Ikhlas

1.2K 55 0
                                    

Dewa berjalan mendekati istrinya yang masih termenung di depan lemari. Sengaja dia berdiri di belakang wanita itu.

"Yang mas transfer tadi udah masuk?" bisiknya lembut. Kedua tangannya memegang bahu Dara dengan lembut.

"U-dah, Mas. Makasih," jawab Dara gugup.

"Dipakai buat apa?" tanya Dewa berbasa-basi.

Sebenarnya dia tak terlalu mempermasalahkan untuk apa uangnya digunakan. Bagi Dewa, nafkah yang sudah diberikan itu hak istri sepenuhnya. Terserah Dara mengaturnya.
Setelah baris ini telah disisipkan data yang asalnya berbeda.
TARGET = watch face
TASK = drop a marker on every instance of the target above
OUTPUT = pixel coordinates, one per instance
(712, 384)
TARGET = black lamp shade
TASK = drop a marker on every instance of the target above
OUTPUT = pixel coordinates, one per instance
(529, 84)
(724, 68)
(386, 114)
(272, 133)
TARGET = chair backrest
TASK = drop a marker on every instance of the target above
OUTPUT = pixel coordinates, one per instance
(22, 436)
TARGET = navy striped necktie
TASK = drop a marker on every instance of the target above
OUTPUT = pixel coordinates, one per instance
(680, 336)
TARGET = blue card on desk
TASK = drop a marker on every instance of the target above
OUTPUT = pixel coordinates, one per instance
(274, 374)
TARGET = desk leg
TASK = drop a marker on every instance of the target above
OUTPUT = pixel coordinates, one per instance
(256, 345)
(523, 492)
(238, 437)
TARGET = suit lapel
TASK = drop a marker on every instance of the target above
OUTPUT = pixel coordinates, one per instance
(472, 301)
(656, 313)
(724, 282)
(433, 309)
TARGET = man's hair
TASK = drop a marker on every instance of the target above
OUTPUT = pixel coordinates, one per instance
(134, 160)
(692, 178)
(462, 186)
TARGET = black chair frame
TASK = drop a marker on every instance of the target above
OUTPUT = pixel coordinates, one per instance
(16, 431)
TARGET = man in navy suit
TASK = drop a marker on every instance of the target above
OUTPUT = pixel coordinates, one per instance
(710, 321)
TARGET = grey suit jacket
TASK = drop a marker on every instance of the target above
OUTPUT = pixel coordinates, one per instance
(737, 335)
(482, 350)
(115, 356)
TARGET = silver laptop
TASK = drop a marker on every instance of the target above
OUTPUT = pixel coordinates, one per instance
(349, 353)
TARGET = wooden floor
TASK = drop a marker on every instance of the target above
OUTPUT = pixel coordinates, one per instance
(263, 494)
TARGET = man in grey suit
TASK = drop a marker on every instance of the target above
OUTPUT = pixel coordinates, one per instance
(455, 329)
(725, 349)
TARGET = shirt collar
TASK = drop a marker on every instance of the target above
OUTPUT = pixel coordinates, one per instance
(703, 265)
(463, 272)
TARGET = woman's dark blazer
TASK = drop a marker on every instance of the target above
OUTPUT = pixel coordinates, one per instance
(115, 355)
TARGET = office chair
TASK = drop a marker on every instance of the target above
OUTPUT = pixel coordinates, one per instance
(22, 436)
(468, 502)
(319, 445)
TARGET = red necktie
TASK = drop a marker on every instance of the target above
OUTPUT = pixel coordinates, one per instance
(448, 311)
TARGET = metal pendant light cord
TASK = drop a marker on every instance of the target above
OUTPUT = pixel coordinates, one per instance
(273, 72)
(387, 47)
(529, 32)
"Traktir Riri makan siang, sama ngasih Ibu dikit. Nanti weekend mau ajak Cia jalan," jawab Dara gugup. Tangannya gemetaran sejak tadi.

Jangan tanya degup jantung, serasa hendak melompat keluar karena detaknya begitu kencang.
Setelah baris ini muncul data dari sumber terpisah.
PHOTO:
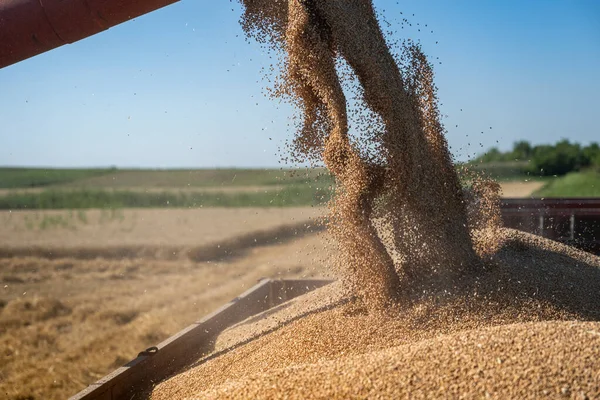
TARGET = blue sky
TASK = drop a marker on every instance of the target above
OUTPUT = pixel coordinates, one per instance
(181, 87)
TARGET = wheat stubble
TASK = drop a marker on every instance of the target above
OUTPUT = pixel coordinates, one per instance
(440, 300)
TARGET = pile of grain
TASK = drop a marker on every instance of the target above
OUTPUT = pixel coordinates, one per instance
(484, 336)
(437, 299)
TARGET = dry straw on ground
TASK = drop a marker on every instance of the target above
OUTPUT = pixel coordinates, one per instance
(438, 300)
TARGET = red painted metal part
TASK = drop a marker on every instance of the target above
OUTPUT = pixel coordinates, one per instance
(31, 27)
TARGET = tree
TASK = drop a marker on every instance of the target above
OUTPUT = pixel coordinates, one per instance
(522, 150)
(559, 159)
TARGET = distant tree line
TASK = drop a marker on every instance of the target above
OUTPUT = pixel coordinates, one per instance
(547, 160)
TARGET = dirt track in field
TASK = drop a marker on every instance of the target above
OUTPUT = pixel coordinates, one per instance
(519, 189)
(67, 321)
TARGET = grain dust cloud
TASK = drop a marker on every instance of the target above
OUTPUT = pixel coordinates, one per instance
(397, 189)
(436, 298)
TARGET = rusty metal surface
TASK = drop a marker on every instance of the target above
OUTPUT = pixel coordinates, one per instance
(573, 221)
(31, 27)
(133, 380)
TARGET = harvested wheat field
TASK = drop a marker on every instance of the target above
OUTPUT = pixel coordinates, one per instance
(526, 328)
(519, 189)
(436, 299)
(71, 312)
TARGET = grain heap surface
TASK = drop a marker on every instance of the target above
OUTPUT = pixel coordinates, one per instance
(487, 336)
(436, 298)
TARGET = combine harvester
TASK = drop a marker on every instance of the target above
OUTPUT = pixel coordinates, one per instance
(31, 27)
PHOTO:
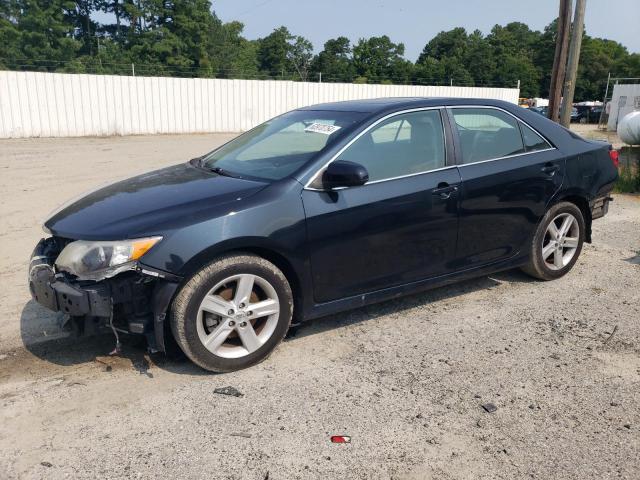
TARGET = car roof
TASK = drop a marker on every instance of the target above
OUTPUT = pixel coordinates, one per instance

"Siapa Riri?" tanya Dewa lagi. Kali ini dia maju selangkah dan mereka sudah tak berjarak.

"Sahabat aku di sekolah."

Dewa menarik napas panjang lalu akhirnya berkata, "Ra..."

"Ya?"

"Mas udah menunaikan kewajiban sebagai suami. Kamu gak mau juga menunaikan kewajiban sebagai istri?"

Kata-kata itu membuat Dara semakin tak berkutik. Dia harus jawab apa?
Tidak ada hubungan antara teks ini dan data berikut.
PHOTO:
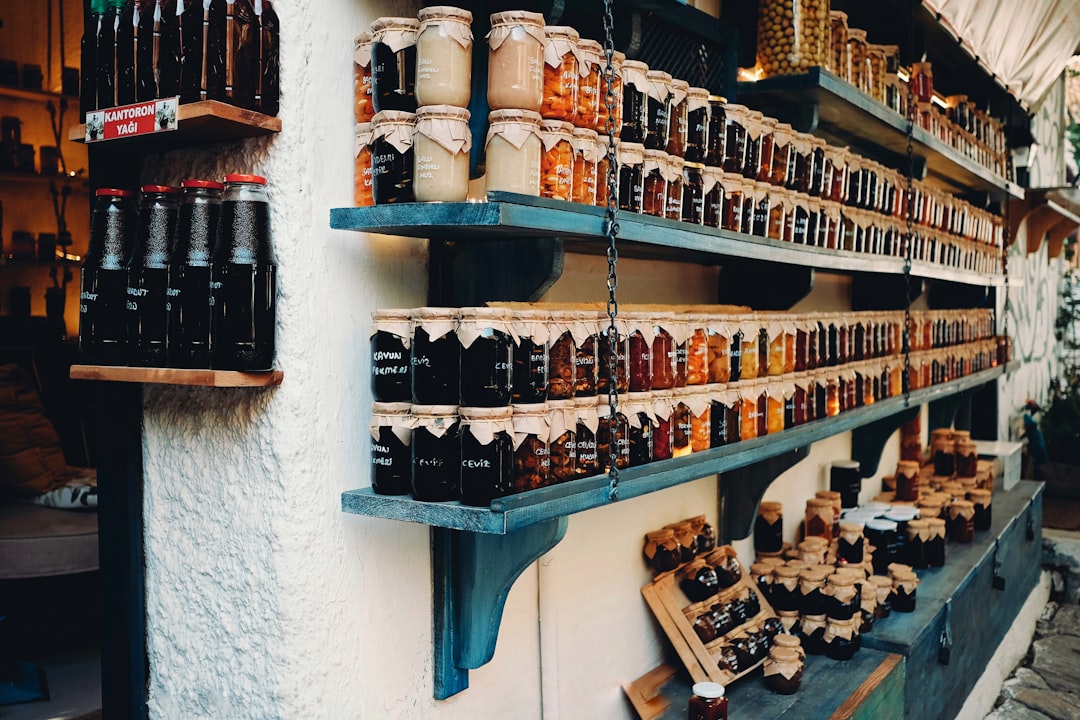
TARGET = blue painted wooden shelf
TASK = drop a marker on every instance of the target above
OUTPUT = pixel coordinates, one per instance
(581, 228)
(847, 116)
(520, 511)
Baju digenggamannya terlepas. Ketika menunduk dan hendak mengambil, Dewa malah meraih pinggangnya dan membalik tubuh mungil itu hingga kini posisi mereka berhadapan.

"Itu ...."

"Apa?"

"Kesepatakan ki-ta," ucapnya terbata.

"Lupakan yang lama. Gimana kalau kita bikin kesepakatan baru," bujuk Dewa.

Dia tak mau memaksa, namun berusaha membujuk agar istrinya luluh. Gampang-gampang susah, tapi Dewa yakin Dara bisa menerima semua ini.

"Maksudnya?"

"Kamu gak cuma jadi ibu buat Cia, tapi juga jadi istri buat aku. Bukan cuma status tapi buat selamanya. Kita mulai kehidupan baru. "

Dara menatap Dewa dengan lekat. Hatinya gamang. Entah apa yang dirasakan.

"Mas gak ingat Laura?"

"Ingat. Tapi dia udah tenang disana. Ikhlaskan. Kita yang akan melanjutkan hidup." Lelaki itu mengusap pipi istrinya.

Dara kembali menunduk.

"Aku mau ganti baju, Mas. Ini udah malam." Dia hendak melepaskan rengkuhan namun lelaki itu menahannya.

Malam ini Dewa tak akan melepaskan istrinya lagi. Rasanya sudah cukup dia bersabar.

Dua mata saling bertautan dengan perasaan yang bercampur aduk. Malam itu Dara menunaikan kewajiban sebagai seorang istri.

***

"Pagi."

Dewa duduk di kursi makan dan menatap istrinya dengan bahagia.

Melihat suaminya datang, Dara dengan cekatan mengambilkan makanan. Lalu meletakkan piring di hadapan Dewa.

"Papa kok senyum-senyum?" tanya Ciara saat melihat ekspresi wajah papanya yang terlihat berbeda hari ini.

"Papa lagi liatin mama. Cantik," puji Dewa yang membuat wanita itu merona seketika.

"Mama Cia memang cantik."

"Cia juga cantik. Papa sayang dua-duanya."

"Ayo cepat sarapan. Nanti telat. Papa antar Cia sekalian antar mama." Dara mengambilkan ikan goreng untuk tambahan Ciara.